# 7. Algorithm Question

Arya needs to travel between cities using a network of flights. Each flight has a fixed cost (in euros), and she wants to find the cheapest possible way to travel from her starting city to her destination city. However, there are some constraints on the journey:

1. Arya can make at most `k` stops during her trip (this means up to `k+1` flights).
2. If no valid route exists within these constraints, the result should be `-1`.

Given a graph of cities connected by flights, your job is to find the minimum cost for Arya to travel between two specified cities (`src` to `dst`) while following the constraints.

## 7.1

Write a pseudocode that describes the algorithm to find the cheapest route with at most `k` stops.

### **Pseudocode**


```plaintext
FUNCTION find_cheapest_price(G, src, dst, k)

    FOR each vertex v in G:
        cost(v) = inf

    cost(src) = 0
        
    H = makequeue((0, src, 0))  # (cost, node, steps)

    while H is not empty:
        u_cost, u, steps = deletemin(H)
        
        IF u is dest THEN:
            return u_cost

        IF steps is more than k THEN:
            continue

        FOR each neighbor v of u in G:
            new_cost = u_cost + weight(u,v)
            IF new_cost is less than cost(v) THEN:
                cost(v) = new_cost
                enqueue_or_update(H, (new_cost, v, steps + 1))

    return -1

```

To find the minimum cost of traveling from the starting city `src` to the destination city `dst` in the graph, we implemented Dijkstra's algorithm. In doing so, we modified the original algorithm to account for the maximum number of stops allowed along the route between the two cities, and to terminate once the destination city is reached.

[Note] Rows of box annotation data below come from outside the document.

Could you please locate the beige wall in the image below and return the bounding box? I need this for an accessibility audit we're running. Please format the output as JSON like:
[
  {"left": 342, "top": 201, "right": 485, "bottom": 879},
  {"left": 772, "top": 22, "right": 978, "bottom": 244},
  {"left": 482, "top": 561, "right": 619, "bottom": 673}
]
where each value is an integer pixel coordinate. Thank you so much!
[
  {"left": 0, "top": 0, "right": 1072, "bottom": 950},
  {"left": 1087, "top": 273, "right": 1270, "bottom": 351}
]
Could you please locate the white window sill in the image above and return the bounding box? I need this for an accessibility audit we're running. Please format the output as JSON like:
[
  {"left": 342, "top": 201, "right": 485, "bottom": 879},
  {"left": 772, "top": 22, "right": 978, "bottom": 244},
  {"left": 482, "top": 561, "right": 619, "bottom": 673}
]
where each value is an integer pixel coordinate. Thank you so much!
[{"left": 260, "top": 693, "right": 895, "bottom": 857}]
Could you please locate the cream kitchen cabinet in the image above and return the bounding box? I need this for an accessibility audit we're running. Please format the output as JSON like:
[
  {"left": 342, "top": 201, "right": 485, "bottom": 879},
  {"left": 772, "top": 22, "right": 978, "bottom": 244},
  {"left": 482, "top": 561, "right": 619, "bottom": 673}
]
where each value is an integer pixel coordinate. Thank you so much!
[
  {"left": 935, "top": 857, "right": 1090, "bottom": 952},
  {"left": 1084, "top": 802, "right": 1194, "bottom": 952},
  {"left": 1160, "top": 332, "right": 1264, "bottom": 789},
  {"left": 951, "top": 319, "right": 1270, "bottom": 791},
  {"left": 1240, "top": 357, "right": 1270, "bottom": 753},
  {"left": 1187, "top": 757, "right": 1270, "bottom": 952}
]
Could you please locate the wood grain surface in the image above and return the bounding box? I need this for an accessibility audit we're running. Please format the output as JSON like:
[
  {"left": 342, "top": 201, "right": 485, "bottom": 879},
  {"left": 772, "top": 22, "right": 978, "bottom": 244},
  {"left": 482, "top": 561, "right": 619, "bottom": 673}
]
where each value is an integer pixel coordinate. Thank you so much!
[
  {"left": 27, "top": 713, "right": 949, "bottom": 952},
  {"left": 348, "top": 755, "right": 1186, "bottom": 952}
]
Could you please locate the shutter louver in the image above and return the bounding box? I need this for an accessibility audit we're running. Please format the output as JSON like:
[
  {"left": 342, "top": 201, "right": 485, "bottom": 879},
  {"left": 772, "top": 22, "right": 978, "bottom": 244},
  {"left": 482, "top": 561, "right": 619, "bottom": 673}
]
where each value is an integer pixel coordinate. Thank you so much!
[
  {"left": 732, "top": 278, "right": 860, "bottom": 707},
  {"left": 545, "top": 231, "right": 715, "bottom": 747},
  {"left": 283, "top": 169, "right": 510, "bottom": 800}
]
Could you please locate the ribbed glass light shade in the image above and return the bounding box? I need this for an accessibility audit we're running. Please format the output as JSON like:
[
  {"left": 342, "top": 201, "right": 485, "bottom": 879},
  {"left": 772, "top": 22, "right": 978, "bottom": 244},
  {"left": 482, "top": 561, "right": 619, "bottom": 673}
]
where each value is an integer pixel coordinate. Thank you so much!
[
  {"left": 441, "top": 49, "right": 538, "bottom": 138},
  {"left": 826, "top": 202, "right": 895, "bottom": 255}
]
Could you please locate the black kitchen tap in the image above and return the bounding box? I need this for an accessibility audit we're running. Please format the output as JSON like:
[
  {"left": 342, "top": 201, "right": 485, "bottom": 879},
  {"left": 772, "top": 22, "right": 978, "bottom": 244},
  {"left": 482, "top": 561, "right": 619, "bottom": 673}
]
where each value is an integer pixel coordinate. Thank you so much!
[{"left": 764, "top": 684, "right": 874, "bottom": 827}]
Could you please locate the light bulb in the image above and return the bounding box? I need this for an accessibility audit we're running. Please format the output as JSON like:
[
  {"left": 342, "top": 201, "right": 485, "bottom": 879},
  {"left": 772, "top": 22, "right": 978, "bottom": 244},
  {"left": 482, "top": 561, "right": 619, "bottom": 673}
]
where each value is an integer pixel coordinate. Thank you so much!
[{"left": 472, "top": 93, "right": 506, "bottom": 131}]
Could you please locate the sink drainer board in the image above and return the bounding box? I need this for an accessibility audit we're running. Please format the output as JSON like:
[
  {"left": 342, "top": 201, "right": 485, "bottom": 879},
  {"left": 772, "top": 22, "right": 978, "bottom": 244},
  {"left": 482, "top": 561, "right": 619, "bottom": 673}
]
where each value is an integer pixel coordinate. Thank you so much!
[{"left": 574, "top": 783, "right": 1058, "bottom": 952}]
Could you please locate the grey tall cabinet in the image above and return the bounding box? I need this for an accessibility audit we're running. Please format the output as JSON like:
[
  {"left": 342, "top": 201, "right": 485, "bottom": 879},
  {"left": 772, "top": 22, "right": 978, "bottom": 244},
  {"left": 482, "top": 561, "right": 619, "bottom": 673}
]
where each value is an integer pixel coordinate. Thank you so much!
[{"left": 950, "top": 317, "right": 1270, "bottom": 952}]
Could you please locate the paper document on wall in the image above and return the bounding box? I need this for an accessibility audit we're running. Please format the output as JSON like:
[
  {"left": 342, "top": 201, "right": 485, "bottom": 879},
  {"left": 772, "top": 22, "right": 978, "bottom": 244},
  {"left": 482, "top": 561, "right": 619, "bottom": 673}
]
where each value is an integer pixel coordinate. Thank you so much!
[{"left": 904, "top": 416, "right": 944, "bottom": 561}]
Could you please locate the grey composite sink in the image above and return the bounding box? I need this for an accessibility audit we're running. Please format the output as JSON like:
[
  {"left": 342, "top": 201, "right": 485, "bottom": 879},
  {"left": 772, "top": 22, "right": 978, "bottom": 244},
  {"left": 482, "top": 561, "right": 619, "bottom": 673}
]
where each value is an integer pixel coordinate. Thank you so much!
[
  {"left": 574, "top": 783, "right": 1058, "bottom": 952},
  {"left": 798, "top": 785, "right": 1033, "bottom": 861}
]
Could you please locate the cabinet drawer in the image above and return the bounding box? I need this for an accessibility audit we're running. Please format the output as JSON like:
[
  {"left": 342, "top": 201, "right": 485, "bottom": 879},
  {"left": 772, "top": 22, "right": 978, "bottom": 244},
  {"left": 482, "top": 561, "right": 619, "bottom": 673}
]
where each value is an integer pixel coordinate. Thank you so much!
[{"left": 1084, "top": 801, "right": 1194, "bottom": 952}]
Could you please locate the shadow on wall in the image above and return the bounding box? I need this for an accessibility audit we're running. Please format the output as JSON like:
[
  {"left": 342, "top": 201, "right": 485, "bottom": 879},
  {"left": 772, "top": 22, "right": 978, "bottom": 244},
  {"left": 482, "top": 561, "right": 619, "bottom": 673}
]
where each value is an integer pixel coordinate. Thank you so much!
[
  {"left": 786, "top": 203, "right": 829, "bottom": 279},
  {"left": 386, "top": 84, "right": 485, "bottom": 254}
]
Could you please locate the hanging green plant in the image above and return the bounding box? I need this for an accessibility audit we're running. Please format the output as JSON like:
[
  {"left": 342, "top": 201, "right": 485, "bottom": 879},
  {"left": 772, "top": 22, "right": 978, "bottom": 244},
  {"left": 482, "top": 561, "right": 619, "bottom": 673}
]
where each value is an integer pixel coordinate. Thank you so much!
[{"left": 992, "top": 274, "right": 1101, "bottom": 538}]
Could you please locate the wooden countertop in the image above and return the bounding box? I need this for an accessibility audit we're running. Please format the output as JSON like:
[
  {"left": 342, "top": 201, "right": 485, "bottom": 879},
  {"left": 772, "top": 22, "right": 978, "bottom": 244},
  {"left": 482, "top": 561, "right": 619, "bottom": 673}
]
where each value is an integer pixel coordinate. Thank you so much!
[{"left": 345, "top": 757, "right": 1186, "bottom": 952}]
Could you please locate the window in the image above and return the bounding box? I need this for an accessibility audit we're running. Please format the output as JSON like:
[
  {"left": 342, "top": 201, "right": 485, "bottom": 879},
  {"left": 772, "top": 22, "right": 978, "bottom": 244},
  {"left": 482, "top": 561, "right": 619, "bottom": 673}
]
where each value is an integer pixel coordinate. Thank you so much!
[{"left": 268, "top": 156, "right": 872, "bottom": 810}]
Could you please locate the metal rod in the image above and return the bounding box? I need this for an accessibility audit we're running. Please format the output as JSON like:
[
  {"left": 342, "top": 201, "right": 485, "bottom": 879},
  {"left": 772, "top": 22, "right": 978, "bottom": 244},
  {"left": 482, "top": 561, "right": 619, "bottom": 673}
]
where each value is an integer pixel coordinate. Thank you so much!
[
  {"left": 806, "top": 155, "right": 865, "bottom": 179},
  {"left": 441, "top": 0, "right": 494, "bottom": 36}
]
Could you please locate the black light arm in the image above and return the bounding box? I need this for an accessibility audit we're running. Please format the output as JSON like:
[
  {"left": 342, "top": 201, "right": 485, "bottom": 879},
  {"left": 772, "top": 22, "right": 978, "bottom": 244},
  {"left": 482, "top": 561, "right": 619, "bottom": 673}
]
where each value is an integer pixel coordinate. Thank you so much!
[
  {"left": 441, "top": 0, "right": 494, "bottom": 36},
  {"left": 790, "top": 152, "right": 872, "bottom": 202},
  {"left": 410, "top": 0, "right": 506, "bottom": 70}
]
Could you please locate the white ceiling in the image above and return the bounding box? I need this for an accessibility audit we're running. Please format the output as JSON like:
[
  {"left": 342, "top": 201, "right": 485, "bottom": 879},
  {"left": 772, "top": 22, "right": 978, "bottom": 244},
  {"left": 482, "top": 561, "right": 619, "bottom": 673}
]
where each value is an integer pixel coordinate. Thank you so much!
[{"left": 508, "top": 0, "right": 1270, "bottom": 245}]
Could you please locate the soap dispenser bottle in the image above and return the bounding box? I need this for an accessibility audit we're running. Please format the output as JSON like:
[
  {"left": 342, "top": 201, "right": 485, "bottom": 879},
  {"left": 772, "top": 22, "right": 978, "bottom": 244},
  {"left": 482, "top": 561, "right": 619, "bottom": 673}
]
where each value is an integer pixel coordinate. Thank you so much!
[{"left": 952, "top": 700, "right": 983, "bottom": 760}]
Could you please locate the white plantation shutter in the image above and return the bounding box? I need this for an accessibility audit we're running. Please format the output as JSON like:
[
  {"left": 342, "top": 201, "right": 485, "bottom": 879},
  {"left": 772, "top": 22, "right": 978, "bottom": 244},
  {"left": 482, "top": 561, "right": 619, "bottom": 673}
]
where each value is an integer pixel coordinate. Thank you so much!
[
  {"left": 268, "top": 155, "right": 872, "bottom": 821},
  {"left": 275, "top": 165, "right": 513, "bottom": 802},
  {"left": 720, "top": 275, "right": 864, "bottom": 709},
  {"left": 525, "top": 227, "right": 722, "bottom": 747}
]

Dijkstra's algorithm is a classic algorithm used for finding the shortest path between nodes in a weighted graph. It operates by maintaining a priority queue to explore the graph iteratively, always choosing the node with the smallest known distance from the source. The algorithm updates the tentative distances of neighboring nodes, ensuring that the shortest path to each node is determined efficiently.

In our adaptation, we incorporated an additional constraint: the maximum allowable stops. This required tracking not only the current cost and distance but also the number of stops made along the route. If the number of stops exceeded the allowed limit, the algorithm ceased exploring further paths from that node. Additionally, we optimized the implementation to halt as soon as the destination node was encountered, minimizing unnecessary computations.

## 7.2

Now we implement the algorithm in Python and simulate the given test cases.

In implementing the priority queue, we use a `heapq`, which is based on a binary heap to ensure efficiency.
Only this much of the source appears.